Jinja War Cemetery is a peaceful and well-kept graveyard where rows of white headstones mark the final resting places of both European and African soldiers who died in World War I and World War II.
Today, the city of Jinja on the banks of Lake Victoria is best known for two things: It’s the historic source of the Nile River, and is now one of the main hubs in East Africa for outdoor activities like kayaking, mountain biking, and quad biking.
But before all this, Jinja was the center for the King’s African Rifles (KAR) in Uganda during the Second World War. The KAR was a multi-battalion British colonial regiment that served in East Africa during both World Wars, its rank and file formed mainly from African soldiers known as askaris. Most of the officers were from the British Army.

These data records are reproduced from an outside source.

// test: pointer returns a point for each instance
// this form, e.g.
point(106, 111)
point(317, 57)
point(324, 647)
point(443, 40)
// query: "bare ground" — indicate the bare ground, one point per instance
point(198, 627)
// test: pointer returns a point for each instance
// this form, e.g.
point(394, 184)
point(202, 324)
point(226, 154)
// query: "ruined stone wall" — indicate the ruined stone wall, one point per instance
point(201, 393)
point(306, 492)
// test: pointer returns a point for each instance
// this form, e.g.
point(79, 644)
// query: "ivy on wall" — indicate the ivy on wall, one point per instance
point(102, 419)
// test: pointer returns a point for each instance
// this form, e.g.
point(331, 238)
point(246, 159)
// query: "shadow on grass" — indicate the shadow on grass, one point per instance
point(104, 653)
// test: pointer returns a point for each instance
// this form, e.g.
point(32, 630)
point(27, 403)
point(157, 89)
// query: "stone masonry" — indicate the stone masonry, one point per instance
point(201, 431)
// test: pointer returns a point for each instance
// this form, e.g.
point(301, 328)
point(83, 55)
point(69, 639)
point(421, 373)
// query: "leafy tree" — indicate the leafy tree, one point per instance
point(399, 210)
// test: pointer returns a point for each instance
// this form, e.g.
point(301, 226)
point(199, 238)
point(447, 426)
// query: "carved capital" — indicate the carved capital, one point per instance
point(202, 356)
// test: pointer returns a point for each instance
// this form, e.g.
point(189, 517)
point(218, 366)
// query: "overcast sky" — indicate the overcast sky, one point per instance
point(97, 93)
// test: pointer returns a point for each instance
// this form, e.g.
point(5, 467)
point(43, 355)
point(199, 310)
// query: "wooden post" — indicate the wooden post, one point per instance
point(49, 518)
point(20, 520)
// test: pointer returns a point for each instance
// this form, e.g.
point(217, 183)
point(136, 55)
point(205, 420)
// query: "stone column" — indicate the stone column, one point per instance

The Jinja War Cemetery was created as the last resting place for fallen soldiers of the KAR, the vast majority of whom died during World War II. According to the Commonwealth War Graves Commission, the cemetery contains only one First World War burial and 179 burials and commemorations from the Second World War.

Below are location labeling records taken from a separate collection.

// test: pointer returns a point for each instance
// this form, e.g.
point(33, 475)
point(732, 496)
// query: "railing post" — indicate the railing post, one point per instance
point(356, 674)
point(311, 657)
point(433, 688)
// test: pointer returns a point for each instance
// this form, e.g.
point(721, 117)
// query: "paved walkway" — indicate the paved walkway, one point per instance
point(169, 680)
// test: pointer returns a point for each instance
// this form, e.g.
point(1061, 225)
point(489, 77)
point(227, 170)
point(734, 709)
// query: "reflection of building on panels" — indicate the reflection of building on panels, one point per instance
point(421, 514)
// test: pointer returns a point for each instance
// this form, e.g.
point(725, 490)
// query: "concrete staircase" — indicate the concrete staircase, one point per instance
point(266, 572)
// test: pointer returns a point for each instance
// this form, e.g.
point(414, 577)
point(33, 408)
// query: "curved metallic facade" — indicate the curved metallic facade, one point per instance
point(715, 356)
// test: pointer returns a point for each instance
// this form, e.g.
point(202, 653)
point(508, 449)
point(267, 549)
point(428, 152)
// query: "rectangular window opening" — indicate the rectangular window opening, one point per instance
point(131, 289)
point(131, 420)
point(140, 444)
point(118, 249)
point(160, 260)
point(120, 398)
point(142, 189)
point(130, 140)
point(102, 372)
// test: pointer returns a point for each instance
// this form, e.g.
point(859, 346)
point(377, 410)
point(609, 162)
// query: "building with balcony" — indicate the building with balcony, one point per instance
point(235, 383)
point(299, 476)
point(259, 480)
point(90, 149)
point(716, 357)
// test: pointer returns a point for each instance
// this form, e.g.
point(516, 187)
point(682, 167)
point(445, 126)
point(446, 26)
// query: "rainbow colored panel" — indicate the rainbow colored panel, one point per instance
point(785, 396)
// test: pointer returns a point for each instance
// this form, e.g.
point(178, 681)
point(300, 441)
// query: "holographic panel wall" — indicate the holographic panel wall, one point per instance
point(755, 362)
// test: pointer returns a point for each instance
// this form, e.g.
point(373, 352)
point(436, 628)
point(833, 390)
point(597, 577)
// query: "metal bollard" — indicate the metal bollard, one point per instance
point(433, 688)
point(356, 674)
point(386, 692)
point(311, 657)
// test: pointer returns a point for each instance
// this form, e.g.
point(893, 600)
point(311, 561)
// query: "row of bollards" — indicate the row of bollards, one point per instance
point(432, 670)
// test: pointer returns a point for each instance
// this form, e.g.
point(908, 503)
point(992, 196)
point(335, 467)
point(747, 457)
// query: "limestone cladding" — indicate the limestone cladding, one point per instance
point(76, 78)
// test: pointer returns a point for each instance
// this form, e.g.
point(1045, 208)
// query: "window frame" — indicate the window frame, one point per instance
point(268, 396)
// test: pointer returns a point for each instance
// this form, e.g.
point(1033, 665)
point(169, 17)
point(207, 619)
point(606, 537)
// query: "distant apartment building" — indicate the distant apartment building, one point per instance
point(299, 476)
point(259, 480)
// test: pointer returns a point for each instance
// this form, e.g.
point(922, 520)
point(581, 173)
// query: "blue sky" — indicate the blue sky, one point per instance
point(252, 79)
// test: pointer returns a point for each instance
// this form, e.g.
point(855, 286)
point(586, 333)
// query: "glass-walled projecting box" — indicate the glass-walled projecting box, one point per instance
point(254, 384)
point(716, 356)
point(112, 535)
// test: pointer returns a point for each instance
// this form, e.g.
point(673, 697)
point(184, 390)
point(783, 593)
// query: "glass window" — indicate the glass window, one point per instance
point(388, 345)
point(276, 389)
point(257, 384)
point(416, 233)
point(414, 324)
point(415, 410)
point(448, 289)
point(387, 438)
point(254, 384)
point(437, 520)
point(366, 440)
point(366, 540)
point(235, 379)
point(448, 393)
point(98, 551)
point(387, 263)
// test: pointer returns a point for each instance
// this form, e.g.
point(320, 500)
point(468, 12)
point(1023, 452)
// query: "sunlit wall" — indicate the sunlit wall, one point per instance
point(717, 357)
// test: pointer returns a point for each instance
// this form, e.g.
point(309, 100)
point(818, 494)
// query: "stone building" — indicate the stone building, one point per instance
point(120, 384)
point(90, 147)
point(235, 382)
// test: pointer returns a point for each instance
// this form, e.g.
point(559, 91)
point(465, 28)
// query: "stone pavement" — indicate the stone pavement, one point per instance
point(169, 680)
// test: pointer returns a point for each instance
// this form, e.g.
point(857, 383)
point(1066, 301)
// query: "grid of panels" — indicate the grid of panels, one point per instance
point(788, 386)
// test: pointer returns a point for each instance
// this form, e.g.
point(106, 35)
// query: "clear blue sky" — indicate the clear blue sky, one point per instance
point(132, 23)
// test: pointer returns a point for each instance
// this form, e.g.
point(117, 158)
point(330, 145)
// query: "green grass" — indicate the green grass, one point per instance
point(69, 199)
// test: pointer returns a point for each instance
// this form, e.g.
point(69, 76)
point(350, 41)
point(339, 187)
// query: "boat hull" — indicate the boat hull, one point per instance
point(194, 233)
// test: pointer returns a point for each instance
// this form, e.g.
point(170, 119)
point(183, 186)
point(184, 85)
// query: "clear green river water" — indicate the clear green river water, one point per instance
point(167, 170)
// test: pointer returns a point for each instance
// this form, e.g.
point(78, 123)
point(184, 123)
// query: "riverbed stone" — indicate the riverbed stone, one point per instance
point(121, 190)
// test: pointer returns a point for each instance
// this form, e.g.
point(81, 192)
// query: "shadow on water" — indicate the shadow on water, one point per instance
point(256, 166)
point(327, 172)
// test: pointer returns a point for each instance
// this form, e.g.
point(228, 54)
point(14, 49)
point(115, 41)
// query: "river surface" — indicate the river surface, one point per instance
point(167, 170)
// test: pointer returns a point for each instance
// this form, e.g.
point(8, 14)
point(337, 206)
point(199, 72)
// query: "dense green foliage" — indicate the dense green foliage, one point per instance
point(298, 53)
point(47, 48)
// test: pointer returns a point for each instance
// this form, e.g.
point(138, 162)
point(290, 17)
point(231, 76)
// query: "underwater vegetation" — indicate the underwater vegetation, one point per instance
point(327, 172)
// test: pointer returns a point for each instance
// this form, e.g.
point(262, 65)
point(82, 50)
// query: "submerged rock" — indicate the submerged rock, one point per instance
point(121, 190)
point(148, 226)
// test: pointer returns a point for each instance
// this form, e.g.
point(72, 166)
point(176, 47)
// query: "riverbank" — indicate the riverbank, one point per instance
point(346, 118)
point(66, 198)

Most of the graves are those of Ugandans who fought and died with the KAR. There are only a handful of British graves, the most notable being that of Sergeant V.L. Holloway, who died in 1944 while serving in Great Britain’s Royal Army Service Corps. His headstone bears a famous line from the poem “The Soldier” by Rupert Brooke: “There’s some corner of a foreign field that is for ever England.”

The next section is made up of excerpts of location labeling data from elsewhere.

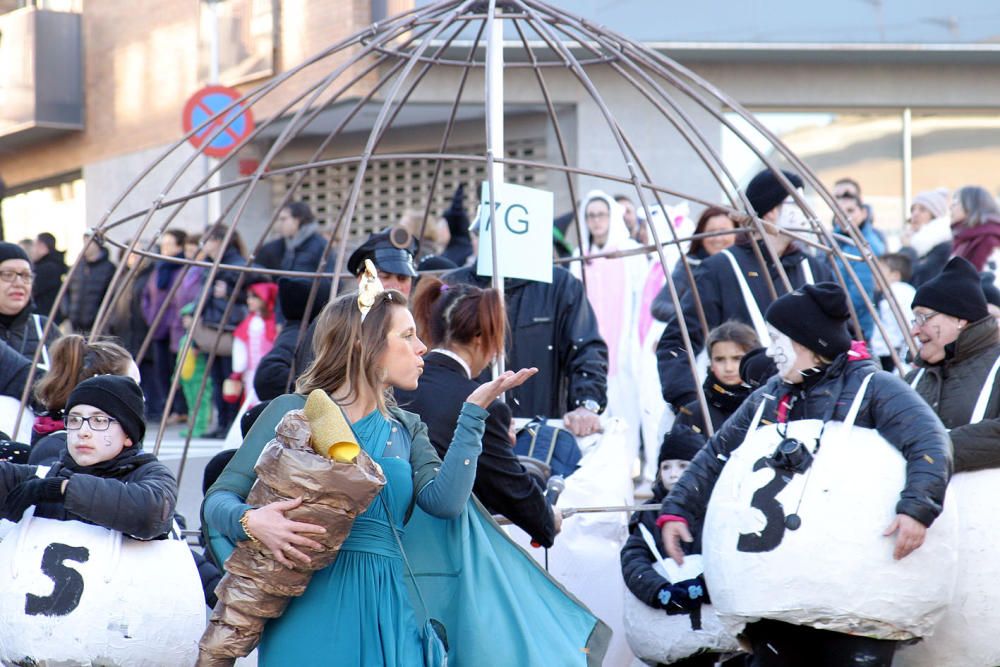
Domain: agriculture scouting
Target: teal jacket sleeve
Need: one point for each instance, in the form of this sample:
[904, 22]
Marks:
[446, 494]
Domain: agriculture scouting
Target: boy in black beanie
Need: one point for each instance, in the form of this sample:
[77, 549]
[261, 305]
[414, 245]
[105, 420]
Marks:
[104, 478]
[956, 369]
[646, 583]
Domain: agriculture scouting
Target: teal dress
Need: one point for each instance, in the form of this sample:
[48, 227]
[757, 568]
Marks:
[358, 608]
[358, 611]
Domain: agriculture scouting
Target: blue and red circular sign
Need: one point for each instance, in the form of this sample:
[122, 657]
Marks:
[237, 123]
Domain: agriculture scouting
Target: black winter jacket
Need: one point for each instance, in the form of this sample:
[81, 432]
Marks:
[86, 290]
[139, 502]
[304, 257]
[215, 307]
[722, 300]
[952, 388]
[722, 401]
[14, 371]
[662, 307]
[502, 484]
[553, 328]
[126, 321]
[49, 272]
[19, 337]
[889, 406]
[22, 332]
[271, 379]
[636, 559]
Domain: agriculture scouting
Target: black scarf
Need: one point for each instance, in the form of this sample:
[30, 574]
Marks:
[127, 460]
[726, 397]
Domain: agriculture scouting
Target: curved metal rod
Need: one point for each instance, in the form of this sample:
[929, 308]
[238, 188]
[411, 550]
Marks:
[288, 132]
[617, 133]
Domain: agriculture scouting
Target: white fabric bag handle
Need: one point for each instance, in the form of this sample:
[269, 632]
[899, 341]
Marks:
[852, 414]
[807, 271]
[44, 366]
[751, 303]
[755, 422]
[979, 411]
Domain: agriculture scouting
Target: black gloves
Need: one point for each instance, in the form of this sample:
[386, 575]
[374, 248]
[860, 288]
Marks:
[32, 492]
[684, 596]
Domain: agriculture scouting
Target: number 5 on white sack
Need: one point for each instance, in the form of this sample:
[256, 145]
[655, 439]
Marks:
[72, 592]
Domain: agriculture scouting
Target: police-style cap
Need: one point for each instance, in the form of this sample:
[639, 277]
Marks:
[392, 251]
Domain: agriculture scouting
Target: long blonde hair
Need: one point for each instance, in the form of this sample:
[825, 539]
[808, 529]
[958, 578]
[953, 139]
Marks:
[347, 351]
[73, 361]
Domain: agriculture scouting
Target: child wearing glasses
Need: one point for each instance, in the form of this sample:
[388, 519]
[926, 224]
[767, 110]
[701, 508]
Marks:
[104, 477]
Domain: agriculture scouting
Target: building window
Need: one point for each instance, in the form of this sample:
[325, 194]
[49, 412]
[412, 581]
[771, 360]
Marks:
[867, 147]
[239, 36]
[392, 187]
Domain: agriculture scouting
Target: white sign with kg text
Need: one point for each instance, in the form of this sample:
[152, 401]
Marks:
[523, 217]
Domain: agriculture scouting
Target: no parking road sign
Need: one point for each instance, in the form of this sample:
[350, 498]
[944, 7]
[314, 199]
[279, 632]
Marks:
[206, 103]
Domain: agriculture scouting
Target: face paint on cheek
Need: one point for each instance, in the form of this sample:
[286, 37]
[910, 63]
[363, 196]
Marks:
[780, 350]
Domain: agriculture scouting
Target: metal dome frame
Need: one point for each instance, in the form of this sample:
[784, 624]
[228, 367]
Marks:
[399, 53]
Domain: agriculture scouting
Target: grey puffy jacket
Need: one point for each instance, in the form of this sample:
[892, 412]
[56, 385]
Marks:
[889, 406]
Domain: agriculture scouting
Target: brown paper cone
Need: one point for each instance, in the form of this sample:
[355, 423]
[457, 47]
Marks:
[332, 436]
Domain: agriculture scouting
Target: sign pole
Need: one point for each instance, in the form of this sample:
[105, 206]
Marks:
[494, 139]
[215, 180]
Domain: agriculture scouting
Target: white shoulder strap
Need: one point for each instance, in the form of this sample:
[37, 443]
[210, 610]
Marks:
[755, 422]
[41, 341]
[807, 271]
[751, 303]
[979, 411]
[852, 414]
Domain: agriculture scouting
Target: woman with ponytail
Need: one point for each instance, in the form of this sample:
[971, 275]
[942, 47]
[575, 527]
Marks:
[73, 360]
[464, 326]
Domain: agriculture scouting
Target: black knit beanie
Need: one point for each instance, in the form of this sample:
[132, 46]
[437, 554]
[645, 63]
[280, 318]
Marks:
[118, 397]
[814, 316]
[12, 251]
[956, 291]
[765, 191]
[681, 443]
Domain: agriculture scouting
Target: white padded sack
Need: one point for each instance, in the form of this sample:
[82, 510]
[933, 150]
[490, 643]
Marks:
[836, 571]
[585, 557]
[967, 635]
[656, 637]
[76, 594]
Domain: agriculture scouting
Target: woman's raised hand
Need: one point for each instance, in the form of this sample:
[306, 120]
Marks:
[488, 392]
[280, 535]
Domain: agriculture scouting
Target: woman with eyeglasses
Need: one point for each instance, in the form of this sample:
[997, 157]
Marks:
[21, 327]
[957, 367]
[104, 477]
[821, 375]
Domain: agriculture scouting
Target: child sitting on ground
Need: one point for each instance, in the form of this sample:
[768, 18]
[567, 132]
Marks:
[104, 477]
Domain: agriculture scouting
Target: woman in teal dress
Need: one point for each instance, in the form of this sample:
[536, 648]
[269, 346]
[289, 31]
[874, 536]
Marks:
[358, 611]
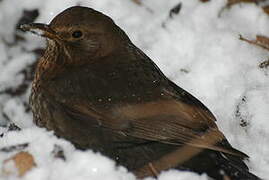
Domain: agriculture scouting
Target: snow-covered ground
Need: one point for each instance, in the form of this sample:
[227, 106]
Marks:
[198, 48]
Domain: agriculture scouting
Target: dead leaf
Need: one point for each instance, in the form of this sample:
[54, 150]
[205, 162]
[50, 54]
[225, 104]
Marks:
[22, 162]
[261, 41]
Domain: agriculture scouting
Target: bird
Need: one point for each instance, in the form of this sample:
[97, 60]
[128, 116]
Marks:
[95, 88]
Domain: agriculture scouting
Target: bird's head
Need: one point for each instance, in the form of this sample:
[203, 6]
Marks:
[81, 31]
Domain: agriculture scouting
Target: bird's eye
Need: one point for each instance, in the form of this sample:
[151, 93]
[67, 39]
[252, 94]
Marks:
[77, 34]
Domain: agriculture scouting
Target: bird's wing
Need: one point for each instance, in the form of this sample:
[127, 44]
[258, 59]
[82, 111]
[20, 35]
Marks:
[175, 119]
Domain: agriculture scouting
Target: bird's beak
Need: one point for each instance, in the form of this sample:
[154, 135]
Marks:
[40, 29]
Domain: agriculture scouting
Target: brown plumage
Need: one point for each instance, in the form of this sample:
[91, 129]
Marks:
[98, 90]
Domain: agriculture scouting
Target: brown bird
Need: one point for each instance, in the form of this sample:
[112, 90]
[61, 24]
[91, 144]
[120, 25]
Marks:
[95, 88]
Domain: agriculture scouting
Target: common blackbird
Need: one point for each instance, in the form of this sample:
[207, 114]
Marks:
[95, 88]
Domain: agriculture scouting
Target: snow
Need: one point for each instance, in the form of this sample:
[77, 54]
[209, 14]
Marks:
[199, 49]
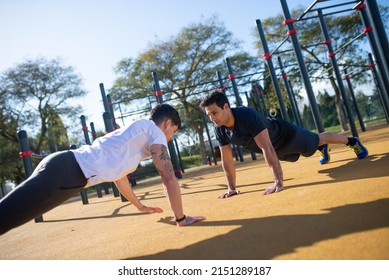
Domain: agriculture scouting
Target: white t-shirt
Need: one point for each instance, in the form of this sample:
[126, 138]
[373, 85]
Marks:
[118, 153]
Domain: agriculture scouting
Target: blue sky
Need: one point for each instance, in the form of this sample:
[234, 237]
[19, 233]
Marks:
[94, 35]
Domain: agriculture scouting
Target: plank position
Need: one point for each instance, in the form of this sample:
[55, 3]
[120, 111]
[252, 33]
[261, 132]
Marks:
[274, 138]
[110, 158]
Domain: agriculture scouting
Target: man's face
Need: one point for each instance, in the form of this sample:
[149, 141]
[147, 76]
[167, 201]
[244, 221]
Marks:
[217, 115]
[170, 130]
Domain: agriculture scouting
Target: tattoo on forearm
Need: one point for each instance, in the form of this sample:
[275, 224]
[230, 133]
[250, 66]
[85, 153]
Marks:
[164, 154]
[168, 164]
[169, 167]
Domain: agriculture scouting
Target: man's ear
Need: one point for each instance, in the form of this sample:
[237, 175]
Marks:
[168, 123]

Also within the cemetery is the Jinja Memorial, a wall that commemorates more than 120 men of the East African Forces who died while serving in World War II. These men were buried in other parts of Uganda, but their graves were later deemed unmaintainable.
Know Before You Go
Jinja War Cemetery is located not far from the center of Jinja, along Kiira Road and Rotary Road. The cemetery is open Monday to Friday from 6 a.m. to 6 p.m.